For instance: I wish I could get excited about the revelations regarding Russian conspiracy. The media, which can be fairly thick, has been intent on the drip-drip-drip of new developments, of Trump’s son, Donald, meeting with Russian officials promising dirt on Hillary Clinton.

That is what we do — dig up pertinent facts and confront those involved. But as reporters go through the elaborate kabuki ritual of uncovering scandal, I can’t help but suspect it is a colorful pageant put on for an audience so sharply divided they aren’t seeing the same show. Those who are stunned by the news were stunned already; those who have torched their morality and conscience and patriotism enough to support Donald Trump in the first place aren’t going to renew it now in order to feel outrage.

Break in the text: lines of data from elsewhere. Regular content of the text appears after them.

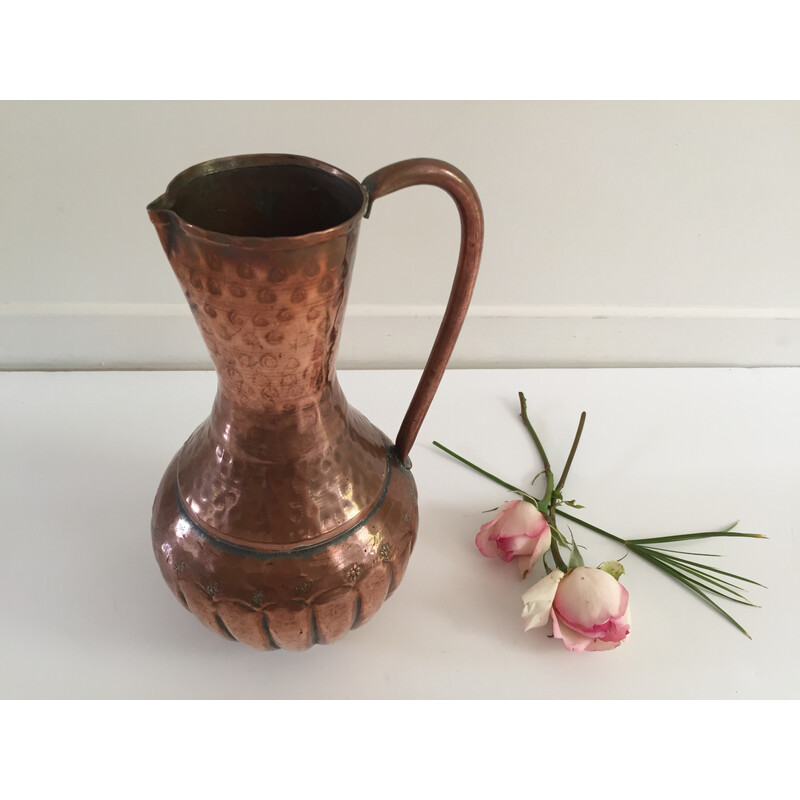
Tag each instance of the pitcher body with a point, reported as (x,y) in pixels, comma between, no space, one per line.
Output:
(286,518)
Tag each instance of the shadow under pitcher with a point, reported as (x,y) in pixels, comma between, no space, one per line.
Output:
(287,518)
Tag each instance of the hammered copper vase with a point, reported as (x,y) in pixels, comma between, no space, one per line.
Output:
(287,518)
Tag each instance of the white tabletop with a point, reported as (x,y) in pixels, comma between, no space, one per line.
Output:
(87,614)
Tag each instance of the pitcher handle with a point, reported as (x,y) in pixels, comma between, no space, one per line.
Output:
(429,171)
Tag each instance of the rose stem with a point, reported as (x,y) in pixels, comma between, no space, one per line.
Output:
(571,455)
(489,475)
(544,505)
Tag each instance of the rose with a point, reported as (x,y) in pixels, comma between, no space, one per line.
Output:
(518,530)
(589,608)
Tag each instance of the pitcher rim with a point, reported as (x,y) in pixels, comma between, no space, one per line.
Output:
(162,205)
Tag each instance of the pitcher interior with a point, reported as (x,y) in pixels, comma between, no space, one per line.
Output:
(268,201)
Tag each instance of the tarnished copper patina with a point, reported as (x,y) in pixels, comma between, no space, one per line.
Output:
(287,517)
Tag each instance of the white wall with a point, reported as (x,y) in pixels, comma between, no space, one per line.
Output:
(616,233)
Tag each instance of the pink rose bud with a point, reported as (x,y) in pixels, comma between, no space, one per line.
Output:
(589,608)
(518,530)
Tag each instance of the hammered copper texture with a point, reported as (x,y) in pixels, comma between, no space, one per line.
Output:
(287,517)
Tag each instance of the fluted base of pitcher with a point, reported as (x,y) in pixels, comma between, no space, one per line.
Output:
(290,600)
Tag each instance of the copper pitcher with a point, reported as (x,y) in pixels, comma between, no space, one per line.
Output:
(287,518)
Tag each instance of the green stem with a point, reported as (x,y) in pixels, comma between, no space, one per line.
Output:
(591,527)
(571,455)
(544,505)
(489,475)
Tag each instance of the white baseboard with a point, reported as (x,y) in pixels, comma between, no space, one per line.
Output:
(139,336)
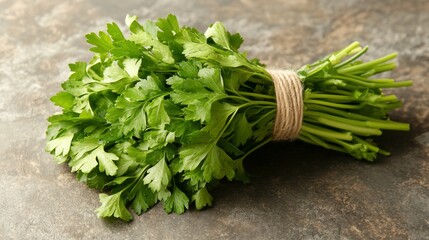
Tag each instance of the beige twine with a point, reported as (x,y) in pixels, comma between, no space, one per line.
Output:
(290,104)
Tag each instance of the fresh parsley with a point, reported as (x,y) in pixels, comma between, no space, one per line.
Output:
(163,114)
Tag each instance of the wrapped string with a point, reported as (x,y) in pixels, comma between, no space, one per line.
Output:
(290,104)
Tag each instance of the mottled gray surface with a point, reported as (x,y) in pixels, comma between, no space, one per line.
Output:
(297,192)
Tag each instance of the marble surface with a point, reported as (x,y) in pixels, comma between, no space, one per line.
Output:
(297,191)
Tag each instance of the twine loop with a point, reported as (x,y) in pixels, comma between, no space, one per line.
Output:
(290,104)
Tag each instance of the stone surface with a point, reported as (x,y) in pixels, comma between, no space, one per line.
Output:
(297,192)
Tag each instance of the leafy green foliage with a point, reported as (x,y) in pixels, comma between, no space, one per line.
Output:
(166,112)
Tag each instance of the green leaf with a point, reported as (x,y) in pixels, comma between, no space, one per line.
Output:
(159,50)
(218,164)
(158,176)
(202,198)
(142,198)
(235,41)
(177,202)
(156,115)
(169,27)
(90,155)
(113,206)
(63,99)
(115,32)
(219,35)
(221,112)
(61,145)
(102,42)
(192,155)
(242,131)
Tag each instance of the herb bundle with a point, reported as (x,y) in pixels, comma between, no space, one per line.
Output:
(164,114)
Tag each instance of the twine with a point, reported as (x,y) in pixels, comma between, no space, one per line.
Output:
(290,104)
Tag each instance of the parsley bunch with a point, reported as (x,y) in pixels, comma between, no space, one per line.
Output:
(164,114)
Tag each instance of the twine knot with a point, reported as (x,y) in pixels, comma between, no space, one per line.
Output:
(290,104)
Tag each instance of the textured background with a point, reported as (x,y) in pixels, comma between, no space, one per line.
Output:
(298,191)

“I could stand in the middle of 5th Avenue and shoot somebody and I wouldn’t lose voters, ” Trump said on Jan. 23, 2016.

It was true then, even truer now. Give the man credit — he is as he has always been. Trump is a problem, but he’s not the problem. He is a symptom. The problem is that 63 million Americans voted for him, and support him still, no matter what. They have created a closed system where contrary information can be shrugged off as “fake news.” Science is a lie. Courts are dubious if they rule against you.

Getting rid of Trump will solve a problem, but not the problem. The problem is people support him and will continue to do so, no matter the cost.

We began with a metaphor, let’s end with one.

Your doctor says, “I have bad news. Look at this X-ray. This blotch is a cancerous tumor on your lung.”

You jerk the X-ray away, crumple it into a ball and drop it in the trash.

“Problem solved,” you say. “The tumor’s gone.”